# Guidance? Looking to shave a few $$ on new Rig.



## Mrwirez (Nov 5, 2005)

Hello TSF, I love this website! 
I'm about to replace an old AMD Athlon I built about 10 years ago [I know]... It became my wife's everyday computer about 4 years ago. It is now DEAD with a _permanent_ *BSOD*. Anyway, I need to built a computer for my wife AND my boys to play some games on. [11 and 13 years old].

*This new computer will be used for:*

-_Multitasking Work_, MS office, Heavy Internet, Email, 
-_Light_ Video Editing, Video Chat, Skype
-_Casual to Moderate_ Gaming, Minecraft, etc.. 

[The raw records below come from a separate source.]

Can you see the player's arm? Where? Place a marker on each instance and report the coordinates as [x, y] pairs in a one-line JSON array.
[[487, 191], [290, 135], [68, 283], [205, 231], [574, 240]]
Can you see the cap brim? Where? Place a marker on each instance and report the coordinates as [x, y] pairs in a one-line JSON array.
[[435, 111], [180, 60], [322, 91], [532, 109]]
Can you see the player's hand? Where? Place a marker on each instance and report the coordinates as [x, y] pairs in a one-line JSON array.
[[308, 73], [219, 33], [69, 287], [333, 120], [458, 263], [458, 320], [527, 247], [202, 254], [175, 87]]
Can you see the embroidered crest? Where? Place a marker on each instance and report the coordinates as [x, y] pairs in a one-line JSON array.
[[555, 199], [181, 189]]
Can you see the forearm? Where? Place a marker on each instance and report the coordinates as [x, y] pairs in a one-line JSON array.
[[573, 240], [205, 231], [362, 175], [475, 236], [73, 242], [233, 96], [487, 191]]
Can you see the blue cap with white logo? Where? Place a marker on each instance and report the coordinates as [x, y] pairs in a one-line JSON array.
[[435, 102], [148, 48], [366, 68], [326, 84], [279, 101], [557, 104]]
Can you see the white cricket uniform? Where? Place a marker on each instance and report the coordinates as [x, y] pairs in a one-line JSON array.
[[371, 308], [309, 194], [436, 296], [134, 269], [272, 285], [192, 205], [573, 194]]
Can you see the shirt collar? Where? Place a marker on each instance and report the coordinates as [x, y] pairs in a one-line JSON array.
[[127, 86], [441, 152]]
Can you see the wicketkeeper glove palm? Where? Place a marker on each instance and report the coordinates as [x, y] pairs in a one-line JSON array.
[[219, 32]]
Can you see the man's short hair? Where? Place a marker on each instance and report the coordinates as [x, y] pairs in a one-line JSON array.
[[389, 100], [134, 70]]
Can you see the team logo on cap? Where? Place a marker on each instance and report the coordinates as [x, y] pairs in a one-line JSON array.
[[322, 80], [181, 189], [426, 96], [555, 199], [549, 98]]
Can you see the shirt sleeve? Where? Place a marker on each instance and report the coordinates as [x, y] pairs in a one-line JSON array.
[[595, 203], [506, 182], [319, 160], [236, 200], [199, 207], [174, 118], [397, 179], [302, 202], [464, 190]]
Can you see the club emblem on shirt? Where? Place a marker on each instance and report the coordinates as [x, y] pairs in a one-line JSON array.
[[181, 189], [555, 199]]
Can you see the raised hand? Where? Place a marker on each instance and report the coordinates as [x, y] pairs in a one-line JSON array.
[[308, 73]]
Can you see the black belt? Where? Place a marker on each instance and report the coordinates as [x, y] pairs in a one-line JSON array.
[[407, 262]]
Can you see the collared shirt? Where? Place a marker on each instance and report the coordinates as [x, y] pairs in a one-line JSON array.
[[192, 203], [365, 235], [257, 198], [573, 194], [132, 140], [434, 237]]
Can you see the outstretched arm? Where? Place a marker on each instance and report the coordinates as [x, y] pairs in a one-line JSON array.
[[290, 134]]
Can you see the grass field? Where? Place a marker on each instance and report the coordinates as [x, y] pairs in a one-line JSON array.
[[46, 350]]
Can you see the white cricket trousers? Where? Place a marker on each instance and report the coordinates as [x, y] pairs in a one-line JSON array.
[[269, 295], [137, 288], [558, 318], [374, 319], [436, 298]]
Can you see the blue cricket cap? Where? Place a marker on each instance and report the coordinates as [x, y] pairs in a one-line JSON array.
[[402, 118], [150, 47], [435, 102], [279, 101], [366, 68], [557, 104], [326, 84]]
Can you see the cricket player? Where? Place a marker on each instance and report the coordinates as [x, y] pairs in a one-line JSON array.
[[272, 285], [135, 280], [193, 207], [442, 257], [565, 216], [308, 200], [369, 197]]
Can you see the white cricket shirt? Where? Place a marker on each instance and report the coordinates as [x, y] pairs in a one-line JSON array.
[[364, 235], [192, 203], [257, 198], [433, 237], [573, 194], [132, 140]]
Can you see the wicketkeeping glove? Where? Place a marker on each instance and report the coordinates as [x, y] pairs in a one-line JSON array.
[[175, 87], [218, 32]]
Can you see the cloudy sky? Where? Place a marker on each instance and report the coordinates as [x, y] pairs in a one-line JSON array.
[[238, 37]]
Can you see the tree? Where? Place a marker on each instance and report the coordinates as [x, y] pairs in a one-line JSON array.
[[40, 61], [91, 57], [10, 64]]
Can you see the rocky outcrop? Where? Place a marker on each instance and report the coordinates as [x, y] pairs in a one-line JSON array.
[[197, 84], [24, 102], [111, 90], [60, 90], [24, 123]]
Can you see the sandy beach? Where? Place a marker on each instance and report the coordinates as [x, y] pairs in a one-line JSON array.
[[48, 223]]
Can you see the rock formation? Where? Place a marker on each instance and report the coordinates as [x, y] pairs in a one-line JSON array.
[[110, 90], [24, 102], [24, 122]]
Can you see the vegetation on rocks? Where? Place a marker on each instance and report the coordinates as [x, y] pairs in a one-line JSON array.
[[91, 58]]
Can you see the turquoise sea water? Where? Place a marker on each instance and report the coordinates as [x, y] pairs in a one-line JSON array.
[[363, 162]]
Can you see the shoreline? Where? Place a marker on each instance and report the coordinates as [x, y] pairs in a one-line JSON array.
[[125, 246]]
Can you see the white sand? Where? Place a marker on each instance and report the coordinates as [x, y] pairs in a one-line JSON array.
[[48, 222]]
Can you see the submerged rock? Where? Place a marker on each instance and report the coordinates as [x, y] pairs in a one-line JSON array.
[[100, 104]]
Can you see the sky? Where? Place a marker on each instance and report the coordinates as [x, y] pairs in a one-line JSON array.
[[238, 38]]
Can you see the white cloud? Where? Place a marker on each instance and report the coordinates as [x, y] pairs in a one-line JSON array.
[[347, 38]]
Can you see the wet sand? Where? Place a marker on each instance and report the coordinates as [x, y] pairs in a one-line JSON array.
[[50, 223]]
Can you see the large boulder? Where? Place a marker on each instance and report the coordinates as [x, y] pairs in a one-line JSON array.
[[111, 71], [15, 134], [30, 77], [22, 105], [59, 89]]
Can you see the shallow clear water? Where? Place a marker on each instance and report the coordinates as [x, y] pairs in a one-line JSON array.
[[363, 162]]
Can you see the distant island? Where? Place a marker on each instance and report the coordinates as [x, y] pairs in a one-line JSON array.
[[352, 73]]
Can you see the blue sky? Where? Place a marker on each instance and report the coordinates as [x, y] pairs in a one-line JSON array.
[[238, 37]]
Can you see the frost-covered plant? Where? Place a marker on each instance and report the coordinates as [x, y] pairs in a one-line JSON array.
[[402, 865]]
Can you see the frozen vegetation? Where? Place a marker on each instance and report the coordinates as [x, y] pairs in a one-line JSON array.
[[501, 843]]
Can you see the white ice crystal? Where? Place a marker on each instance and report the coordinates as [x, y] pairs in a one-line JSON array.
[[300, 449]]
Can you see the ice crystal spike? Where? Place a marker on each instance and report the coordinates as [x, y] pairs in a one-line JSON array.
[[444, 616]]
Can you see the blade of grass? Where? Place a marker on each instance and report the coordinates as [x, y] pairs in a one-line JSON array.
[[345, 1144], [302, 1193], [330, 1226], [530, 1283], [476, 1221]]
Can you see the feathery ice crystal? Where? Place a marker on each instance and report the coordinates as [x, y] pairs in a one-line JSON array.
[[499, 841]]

Here is the list I've been working off of from: *Want to Build a New Intel or AMD System / Revised 2012 and updated regularly - Tech Support Forum*. 
I have been out of the game of building for a LONG time. I had to research for days to see whats out there. I like this list but, If at all possible I would like to shave off $100 to $200 somewhere if at all possible. I just got laid off 2 weeks ago... 

*$1000.00 Intel Spec* 

-Motherboard: Motherboard- ASUS P8P67 Pro - LGA 1155 Intel [email protected] $169.99
-CPU: Intel Core i5-2500K SandyBridge 3.3GHz - [email protected] $229.99
-Video Card: Gigabyte Radeon HD 6950 GV-R695OC-1GD PCI Express__ @ $239.99
-Ram: G.Skill RipJaws 4GB (2 x 2GB) DDR3 1600 [email protected] $29.99
-Case: COOLER MASTER ELITE 430______________________________ @ $49.99
-Power Supply: XFX 650W Core Edition PRO650W ([email protected] $89.99
-DVD-R Drive: LG Black 24X DVD & CD SATA Model [email protected] $18.99
-CPU Cooler: Artic Cooling Freezer 7 Pro [email protected] $34.98
-Hard Drive: Western Digital Caviar Black 500 GB [email protected] $129.99

*Subtotal: $993.89*​
I would really like to stay with an Intel Processor this build.
*QUESTION* How would these parts work instead?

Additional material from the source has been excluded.